The origins and mechanism of phase transformation in bulk Li2MnO3: first-principles calculations and experimental studies

Abstract

Lithium-rich oxide materials are promising candidates for high-energy lithium ion batteries, but currently have critical challenges of poor cycle performance and voltage drop induced by undesirable phase transformation. To resolve these problems, it is necessary to identify the origins and mechanism of phase transformation in Li₂MnO₃, a key component of Li-rich oxides. In this work, the phase transformation of bulk Li₂MnO₃ is investigated by thermodynamic and kinetic approaches based on first-principles calculations and validated by experiments. Using the calculated thermodynamic energies, the most stable structure is determined as a function of Li extraction for Li_2−xMnO₃: monoclinic (x = 0.0–0.75), layered-like (x = 1.0–1.25), and spinel-like (x = 1.5–2.0) structures.
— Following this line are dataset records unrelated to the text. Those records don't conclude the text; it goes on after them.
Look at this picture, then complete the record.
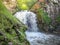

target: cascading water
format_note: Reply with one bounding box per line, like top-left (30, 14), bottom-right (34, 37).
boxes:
top-left (15, 11), bottom-right (60, 45)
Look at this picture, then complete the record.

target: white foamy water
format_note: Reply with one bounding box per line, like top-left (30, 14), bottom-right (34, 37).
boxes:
top-left (15, 11), bottom-right (60, 45)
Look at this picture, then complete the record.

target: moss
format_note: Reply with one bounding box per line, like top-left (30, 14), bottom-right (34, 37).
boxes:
top-left (0, 0), bottom-right (28, 45)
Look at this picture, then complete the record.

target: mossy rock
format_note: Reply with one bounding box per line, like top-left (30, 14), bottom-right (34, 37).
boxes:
top-left (0, 0), bottom-right (29, 45)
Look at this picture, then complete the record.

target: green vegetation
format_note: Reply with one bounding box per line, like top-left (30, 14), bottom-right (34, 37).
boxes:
top-left (0, 0), bottom-right (29, 45)
top-left (38, 8), bottom-right (51, 25)
top-left (17, 0), bottom-right (37, 10)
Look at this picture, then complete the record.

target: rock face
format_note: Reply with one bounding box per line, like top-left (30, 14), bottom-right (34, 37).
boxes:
top-left (0, 0), bottom-right (28, 45)
top-left (3, 0), bottom-right (17, 13)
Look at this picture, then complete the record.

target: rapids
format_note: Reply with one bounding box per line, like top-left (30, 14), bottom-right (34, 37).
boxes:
top-left (14, 11), bottom-right (60, 45)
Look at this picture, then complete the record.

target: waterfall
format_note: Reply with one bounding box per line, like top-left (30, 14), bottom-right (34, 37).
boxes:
top-left (14, 11), bottom-right (60, 45)
top-left (15, 11), bottom-right (38, 32)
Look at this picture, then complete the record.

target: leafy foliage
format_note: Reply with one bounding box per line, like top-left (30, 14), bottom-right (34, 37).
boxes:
top-left (0, 0), bottom-right (28, 45)
top-left (38, 8), bottom-right (51, 24)
top-left (17, 0), bottom-right (37, 10)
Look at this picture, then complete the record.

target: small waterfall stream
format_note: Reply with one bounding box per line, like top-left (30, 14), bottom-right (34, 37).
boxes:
top-left (15, 11), bottom-right (60, 45)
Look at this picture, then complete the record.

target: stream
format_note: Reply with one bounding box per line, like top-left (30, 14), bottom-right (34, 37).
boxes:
top-left (14, 10), bottom-right (60, 45)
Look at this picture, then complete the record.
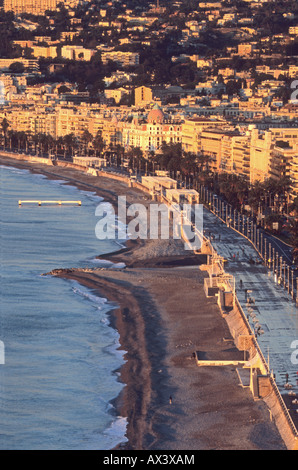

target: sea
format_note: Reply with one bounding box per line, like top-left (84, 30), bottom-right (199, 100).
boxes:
top-left (0, 165), bottom-right (127, 450)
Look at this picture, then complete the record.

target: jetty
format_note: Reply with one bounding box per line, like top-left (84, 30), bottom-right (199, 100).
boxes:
top-left (19, 200), bottom-right (82, 206)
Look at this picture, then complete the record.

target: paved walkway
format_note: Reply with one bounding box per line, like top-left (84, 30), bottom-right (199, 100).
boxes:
top-left (204, 209), bottom-right (298, 392)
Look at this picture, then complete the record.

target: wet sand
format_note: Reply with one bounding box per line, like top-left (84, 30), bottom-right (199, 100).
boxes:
top-left (0, 158), bottom-right (286, 450)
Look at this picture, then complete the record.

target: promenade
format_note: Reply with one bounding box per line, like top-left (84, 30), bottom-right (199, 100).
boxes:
top-left (204, 209), bottom-right (298, 396)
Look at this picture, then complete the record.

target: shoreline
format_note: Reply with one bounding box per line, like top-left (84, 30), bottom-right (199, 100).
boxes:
top-left (0, 157), bottom-right (285, 450)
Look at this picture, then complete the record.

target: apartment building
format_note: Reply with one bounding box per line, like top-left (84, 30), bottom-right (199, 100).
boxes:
top-left (3, 0), bottom-right (60, 15)
top-left (181, 117), bottom-right (218, 153)
top-left (0, 57), bottom-right (39, 72)
top-left (290, 155), bottom-right (298, 202)
top-left (3, 0), bottom-right (79, 15)
top-left (61, 45), bottom-right (96, 62)
top-left (101, 51), bottom-right (140, 67)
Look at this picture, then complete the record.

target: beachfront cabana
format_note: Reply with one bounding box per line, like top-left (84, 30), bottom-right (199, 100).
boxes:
top-left (166, 188), bottom-right (199, 204)
top-left (142, 176), bottom-right (177, 195)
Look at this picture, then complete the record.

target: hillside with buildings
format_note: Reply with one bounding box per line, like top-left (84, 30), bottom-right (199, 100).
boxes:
top-left (0, 0), bottom-right (298, 255)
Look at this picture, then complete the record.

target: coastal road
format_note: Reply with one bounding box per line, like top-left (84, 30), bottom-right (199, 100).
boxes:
top-left (204, 209), bottom-right (298, 398)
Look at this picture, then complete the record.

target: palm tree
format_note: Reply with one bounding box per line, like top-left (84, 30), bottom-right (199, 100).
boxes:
top-left (81, 129), bottom-right (93, 154)
top-left (289, 219), bottom-right (298, 263)
top-left (1, 118), bottom-right (10, 148)
top-left (63, 133), bottom-right (78, 157)
top-left (92, 131), bottom-right (106, 155)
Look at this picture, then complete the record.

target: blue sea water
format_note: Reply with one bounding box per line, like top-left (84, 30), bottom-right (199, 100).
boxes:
top-left (0, 166), bottom-right (126, 450)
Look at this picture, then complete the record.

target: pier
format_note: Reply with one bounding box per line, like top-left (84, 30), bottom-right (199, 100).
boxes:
top-left (19, 200), bottom-right (82, 206)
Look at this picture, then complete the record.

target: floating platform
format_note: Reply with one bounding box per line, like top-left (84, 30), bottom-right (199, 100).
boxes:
top-left (19, 199), bottom-right (82, 206)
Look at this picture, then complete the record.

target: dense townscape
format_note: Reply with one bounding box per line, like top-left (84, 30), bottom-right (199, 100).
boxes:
top-left (0, 0), bottom-right (298, 260)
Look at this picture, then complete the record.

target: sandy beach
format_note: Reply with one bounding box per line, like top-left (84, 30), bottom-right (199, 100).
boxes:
top-left (0, 157), bottom-right (286, 450)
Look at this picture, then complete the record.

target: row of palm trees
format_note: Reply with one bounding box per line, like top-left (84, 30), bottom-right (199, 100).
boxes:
top-left (0, 118), bottom-right (298, 258)
top-left (0, 118), bottom-right (105, 157)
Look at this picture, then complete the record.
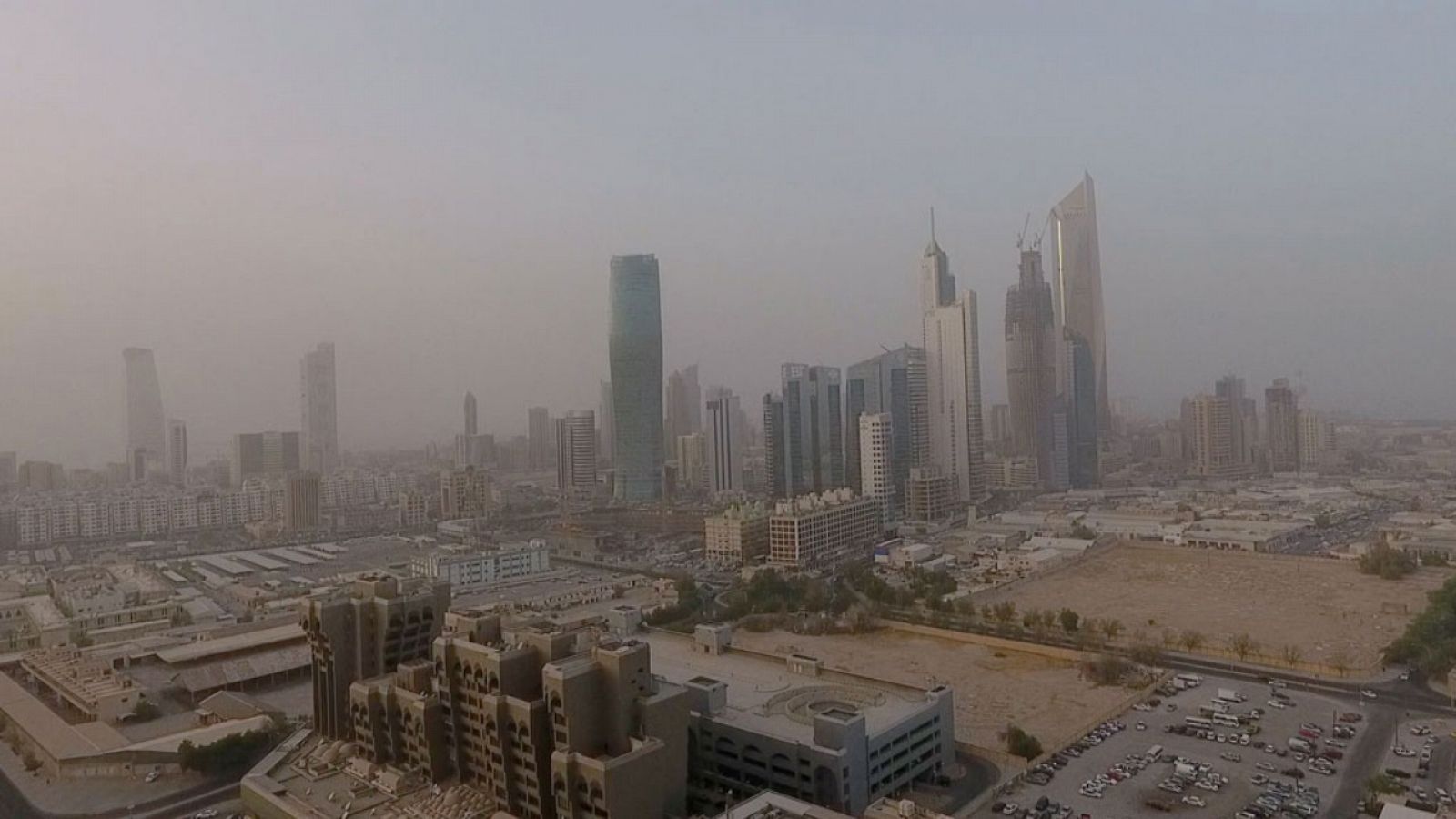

The phase transformation becomes kinetically possible for Li_2−xMnO₃ (x > 1.0). Atomic scale origins and the mechanism of phase transformation are elucidated by the thermodynamically stable and kinetically movable tetrahedral coordination of Mn⁴⁺ in the transition state. These theoretical observations are validated by ex situ X-ray photoelectron spectroscopy combined with electrochemical experiments for Li_2−xMnO₃ with various Li contents upon cycling. The mechanistic understanding from theoretical calculations and experimental observations is expected to provide a fundamental solution and guidelines for improving the electrochemical performance of Li-rich oxides and, by extension, the battery performance.